At first Jimmy had to take the back seat to the star of the Ace label Huey “Piano” Smith who was riding high with some hits in the 50’s. That changed when Clanton sat down in about twenty minutes wrote a song called “Just a Dream”. Overnight that first single made Jimmy the hottest act on Ace. It went to number 4 on the Billboard charts in 1958.
Unlike most of the other teen idols, Clanton wrote most his own songs. “Just a Dream” was just the start. Jimmy had hits with “A Letter to an Angel”. “A part of Me”, “My Own True Love”, “Go Johnny Go”, “Another Sleepless Night” and “Venus in Blue Jeans”.
The song “Go, Johnny Go” (not written by Jimmy) became the title tune for a forgettable movie put together by Alan Freed. He used many of the people in his famous Rock and Roll Caravan. Despite having stars like Chuck Berry, Eddie Cochran and Ritchie Valens the movie was a pretty typical poor story line that was really just a series of video performances by the artist. Since this was long before the age of videos, these appearances were for many the first time they were able to see these stars perform.
I had a chance to talk to Jimmy at a Philadelphia Broadcast Pioneers Rock and Roll lunch held on March 18, 2019 (click here for the story on this website). It was the second time that I talked to him, but this time we had a much longer conversation.
He told me what it was like to record for Ace Records. Ace was a legendary independent record company that had many hits in the fifties and early sixties. Almost all the artists were from the New Orleans area and they used the same musicians to record their records. The Clowns that backed up Huey Smith, also recorded for Frankie Ford (“Sea Cruise”) and Jimmy Clanton. Among those who did the backup work was a very young Dr. John. Jimmy knew him before he changed his name. Later Jimmy would add his voice to the Dr. John single “Because I Do”.
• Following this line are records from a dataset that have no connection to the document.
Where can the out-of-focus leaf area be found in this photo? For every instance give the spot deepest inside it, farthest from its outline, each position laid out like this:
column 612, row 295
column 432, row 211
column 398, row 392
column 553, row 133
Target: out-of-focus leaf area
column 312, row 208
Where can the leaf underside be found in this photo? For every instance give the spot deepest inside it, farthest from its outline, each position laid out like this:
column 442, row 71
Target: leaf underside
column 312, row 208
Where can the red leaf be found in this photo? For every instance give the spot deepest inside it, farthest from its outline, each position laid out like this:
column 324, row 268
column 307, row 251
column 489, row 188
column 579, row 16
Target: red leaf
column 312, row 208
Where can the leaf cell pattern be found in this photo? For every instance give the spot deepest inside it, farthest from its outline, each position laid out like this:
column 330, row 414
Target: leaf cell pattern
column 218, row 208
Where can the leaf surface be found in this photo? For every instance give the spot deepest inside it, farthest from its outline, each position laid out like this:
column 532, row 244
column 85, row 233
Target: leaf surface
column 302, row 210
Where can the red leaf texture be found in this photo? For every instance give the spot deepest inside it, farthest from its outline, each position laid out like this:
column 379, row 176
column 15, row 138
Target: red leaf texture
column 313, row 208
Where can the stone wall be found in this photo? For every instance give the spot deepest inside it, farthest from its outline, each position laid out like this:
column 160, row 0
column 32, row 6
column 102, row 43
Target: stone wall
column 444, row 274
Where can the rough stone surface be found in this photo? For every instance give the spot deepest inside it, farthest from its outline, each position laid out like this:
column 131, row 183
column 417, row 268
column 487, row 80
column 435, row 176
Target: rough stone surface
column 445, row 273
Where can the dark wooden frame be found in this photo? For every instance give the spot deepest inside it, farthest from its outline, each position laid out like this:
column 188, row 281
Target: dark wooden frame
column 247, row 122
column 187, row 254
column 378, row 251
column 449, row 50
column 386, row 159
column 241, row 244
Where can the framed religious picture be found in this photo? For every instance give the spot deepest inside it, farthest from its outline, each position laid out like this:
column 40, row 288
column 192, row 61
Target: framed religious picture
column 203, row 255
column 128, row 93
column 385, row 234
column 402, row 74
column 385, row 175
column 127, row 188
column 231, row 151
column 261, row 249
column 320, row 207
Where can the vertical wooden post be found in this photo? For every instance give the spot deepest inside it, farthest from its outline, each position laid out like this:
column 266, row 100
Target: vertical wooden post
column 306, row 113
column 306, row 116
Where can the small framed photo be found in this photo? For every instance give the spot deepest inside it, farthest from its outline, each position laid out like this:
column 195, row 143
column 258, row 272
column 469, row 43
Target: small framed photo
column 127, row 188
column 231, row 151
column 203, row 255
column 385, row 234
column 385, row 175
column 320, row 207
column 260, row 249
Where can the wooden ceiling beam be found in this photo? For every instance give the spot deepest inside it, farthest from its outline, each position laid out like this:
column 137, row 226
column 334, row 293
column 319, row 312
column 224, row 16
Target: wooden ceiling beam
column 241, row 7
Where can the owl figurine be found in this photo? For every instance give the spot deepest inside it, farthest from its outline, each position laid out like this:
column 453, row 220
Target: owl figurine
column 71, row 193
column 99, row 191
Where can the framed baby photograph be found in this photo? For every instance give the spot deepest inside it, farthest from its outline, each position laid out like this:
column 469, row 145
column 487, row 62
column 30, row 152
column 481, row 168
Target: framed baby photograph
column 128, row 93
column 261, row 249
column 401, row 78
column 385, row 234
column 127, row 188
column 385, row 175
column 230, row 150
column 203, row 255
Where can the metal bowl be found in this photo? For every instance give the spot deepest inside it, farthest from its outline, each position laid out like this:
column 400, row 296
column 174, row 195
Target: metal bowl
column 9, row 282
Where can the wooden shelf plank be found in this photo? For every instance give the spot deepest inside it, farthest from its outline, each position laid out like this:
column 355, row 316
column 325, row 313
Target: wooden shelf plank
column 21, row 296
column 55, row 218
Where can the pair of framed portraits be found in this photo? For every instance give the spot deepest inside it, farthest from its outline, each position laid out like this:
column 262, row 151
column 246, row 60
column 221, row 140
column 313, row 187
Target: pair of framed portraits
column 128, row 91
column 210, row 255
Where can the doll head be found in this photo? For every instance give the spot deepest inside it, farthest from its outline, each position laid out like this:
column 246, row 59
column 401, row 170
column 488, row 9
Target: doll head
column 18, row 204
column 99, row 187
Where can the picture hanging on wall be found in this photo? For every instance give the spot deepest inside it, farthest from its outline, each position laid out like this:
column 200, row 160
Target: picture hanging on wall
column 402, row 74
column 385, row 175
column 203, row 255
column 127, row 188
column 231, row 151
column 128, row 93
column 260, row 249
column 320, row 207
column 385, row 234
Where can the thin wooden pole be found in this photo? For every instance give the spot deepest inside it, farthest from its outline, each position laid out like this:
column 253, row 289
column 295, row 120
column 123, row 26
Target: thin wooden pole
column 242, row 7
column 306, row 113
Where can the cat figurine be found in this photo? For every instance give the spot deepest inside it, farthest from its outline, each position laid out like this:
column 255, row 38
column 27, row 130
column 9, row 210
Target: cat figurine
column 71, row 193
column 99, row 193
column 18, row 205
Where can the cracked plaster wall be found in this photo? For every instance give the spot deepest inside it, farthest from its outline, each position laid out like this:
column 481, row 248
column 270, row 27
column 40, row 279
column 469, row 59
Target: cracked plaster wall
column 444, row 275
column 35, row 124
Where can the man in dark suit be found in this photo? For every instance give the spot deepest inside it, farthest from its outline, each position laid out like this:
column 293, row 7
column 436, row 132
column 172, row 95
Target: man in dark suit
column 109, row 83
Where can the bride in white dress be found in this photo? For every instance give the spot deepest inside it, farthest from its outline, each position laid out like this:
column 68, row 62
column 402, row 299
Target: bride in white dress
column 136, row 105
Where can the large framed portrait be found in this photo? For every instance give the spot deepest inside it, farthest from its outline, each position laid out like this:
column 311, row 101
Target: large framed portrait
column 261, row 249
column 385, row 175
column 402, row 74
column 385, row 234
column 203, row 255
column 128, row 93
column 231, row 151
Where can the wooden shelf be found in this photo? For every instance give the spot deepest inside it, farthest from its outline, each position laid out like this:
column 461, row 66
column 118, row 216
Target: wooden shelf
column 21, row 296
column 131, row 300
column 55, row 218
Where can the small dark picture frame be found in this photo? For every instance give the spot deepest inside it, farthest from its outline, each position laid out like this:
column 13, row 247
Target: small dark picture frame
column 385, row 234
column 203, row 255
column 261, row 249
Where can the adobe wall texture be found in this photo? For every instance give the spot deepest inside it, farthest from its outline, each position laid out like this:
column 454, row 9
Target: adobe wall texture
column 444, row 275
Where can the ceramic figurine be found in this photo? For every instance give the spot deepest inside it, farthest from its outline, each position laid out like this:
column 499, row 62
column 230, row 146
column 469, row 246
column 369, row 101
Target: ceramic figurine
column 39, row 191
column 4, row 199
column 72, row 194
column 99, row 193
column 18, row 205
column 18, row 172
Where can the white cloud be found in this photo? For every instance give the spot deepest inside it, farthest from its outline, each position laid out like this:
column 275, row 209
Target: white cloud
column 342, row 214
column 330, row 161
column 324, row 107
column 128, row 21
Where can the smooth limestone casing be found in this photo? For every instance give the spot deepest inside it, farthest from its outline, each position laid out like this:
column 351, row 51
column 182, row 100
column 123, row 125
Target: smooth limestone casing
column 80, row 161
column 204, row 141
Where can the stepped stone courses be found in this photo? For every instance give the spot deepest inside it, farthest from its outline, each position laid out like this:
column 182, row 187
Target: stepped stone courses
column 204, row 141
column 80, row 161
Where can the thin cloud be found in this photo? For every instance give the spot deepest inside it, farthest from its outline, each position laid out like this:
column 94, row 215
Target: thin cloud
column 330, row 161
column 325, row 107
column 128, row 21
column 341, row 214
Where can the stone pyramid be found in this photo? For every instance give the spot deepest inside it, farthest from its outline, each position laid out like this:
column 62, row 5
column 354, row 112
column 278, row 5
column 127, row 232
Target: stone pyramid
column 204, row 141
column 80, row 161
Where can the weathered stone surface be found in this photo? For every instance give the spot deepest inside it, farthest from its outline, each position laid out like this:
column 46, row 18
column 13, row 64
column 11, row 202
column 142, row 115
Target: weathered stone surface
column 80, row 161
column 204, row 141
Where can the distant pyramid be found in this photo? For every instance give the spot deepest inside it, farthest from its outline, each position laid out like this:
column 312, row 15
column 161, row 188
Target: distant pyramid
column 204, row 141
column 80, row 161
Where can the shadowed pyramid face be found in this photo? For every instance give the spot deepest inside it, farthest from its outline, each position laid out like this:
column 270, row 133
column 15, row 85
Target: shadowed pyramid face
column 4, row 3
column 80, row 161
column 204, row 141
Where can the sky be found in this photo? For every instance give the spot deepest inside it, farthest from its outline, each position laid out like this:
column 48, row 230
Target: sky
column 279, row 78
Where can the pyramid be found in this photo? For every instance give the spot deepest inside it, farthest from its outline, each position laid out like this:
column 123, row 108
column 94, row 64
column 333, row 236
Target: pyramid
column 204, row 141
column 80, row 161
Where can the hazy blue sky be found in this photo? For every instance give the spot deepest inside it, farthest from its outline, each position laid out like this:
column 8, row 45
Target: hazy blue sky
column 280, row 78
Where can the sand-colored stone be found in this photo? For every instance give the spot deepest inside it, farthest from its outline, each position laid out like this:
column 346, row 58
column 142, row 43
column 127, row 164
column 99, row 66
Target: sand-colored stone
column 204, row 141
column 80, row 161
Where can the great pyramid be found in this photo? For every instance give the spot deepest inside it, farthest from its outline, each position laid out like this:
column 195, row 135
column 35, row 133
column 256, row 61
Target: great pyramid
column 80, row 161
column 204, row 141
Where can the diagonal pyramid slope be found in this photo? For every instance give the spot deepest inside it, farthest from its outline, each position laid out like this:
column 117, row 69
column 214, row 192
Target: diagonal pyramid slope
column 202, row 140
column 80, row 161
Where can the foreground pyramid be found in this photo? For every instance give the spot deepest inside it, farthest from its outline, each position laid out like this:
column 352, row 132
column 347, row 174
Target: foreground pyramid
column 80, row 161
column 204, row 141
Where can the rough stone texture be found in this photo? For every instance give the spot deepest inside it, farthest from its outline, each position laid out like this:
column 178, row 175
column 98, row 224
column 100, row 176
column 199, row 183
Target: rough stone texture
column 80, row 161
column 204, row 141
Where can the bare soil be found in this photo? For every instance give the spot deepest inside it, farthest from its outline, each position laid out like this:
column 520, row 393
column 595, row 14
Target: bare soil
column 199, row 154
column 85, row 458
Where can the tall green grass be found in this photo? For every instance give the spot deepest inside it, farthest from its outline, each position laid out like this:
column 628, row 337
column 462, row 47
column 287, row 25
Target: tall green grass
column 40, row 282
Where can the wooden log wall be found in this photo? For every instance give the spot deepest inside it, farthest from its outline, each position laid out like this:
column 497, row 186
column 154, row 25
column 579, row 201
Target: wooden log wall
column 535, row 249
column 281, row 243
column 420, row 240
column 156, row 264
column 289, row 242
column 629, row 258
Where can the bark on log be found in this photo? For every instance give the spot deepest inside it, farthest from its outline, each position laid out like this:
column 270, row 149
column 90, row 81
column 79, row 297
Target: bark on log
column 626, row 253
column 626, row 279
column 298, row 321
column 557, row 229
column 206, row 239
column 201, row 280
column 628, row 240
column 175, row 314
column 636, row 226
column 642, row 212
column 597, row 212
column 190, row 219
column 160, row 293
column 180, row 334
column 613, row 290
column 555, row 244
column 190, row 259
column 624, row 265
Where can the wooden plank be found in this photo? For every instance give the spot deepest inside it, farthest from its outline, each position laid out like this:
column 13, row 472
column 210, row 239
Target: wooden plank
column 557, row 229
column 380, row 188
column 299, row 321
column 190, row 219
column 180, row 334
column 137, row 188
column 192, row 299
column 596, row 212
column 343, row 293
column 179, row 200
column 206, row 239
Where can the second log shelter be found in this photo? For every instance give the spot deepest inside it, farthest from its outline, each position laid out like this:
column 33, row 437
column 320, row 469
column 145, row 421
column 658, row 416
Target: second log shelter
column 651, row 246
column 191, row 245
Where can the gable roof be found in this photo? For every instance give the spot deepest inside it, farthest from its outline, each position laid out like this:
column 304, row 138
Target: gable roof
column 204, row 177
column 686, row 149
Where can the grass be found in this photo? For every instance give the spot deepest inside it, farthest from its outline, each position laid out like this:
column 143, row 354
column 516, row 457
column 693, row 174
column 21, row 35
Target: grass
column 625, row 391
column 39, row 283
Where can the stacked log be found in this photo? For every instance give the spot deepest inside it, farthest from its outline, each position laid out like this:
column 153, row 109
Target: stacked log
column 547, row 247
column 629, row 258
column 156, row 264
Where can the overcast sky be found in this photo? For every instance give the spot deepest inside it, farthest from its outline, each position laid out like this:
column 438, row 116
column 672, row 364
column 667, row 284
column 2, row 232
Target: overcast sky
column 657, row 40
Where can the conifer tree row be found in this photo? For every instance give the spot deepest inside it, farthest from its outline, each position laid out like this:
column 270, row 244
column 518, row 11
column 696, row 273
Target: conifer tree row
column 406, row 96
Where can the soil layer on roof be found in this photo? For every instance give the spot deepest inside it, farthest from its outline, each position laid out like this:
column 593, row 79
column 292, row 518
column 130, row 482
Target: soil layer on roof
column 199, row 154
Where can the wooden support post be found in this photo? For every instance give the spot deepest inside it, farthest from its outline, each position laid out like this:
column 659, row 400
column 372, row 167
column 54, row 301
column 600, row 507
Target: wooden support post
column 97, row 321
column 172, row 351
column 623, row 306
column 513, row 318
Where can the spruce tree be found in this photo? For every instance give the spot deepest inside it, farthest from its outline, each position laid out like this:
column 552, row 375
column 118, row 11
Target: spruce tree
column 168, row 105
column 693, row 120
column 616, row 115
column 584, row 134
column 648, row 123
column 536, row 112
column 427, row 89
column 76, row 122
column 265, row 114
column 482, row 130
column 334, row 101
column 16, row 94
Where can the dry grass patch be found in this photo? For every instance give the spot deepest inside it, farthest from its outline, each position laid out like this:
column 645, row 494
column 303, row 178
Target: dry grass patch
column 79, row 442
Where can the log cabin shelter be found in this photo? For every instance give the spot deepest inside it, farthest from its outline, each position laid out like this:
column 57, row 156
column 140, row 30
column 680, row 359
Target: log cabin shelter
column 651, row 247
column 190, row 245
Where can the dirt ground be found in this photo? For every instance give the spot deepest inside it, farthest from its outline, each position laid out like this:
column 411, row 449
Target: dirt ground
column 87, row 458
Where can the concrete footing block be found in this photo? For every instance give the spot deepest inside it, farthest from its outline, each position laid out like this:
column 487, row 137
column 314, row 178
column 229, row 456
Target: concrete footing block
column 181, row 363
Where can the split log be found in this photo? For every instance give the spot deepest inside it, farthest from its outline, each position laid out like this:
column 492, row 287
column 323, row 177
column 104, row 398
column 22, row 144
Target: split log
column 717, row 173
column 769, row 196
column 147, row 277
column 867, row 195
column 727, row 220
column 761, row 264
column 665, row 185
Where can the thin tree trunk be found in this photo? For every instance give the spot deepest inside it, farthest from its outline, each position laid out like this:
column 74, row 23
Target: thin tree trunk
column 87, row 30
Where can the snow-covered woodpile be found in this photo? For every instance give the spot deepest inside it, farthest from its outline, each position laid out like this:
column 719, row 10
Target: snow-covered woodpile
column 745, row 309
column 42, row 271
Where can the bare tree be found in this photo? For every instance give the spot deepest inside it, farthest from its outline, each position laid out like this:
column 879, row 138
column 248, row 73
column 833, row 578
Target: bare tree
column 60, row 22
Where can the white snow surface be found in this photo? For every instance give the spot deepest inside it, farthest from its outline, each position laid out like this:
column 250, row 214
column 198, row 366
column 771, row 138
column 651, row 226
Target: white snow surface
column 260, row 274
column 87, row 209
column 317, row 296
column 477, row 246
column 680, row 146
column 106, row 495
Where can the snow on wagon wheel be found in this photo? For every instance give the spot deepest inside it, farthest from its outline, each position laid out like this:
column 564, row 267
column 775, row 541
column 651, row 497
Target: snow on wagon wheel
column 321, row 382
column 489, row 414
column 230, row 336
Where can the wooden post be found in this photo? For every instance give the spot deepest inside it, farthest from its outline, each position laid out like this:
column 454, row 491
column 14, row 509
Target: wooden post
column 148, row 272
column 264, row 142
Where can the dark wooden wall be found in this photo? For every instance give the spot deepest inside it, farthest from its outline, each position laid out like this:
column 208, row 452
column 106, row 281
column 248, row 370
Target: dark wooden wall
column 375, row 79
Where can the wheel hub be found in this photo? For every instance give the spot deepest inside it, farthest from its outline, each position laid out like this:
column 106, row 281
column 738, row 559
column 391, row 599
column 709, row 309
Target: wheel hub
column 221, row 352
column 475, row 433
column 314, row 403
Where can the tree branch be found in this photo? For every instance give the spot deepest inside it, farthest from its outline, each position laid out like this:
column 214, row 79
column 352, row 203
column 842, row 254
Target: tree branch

These area musicians became so close that later on some of them joined together along with Jimmy to form a group called The Rockets. By the mid- sixties Ace Records folded and Clanton became a disc jockey. He also appeared in some oldies shows that he put together. Old label mate Frankie Ford was also part of the show.
During our conversation it was clear that Jimmy was never a crazy rock star in his early days. He was always pretty straight laced and in the 80’s went a step further and (like Huey Smith) became very much involved in religion. He doesn’t take himself very seriously and jokes about his days as a teen star with the big hairdo. Unlike many his age, he still has a great head of hair that he attributes to his genes.
In recent years he came to fall in love with the Lancaster County Area of Pennsylvania. As he put it, the Amish country was a perfect fit for him. However, he doesn’t sit around and thinking of the past. His voice is still strong as evident at the PB lunch. You can see his performance by going to the Broadcast Pioneers button on this website. He left the lunch to do a show in Connecticut.
“Just a Dream” will always strike a chord for anyone who hears it. “It was just a dream, all our plans and all our schemes”. We have all been there.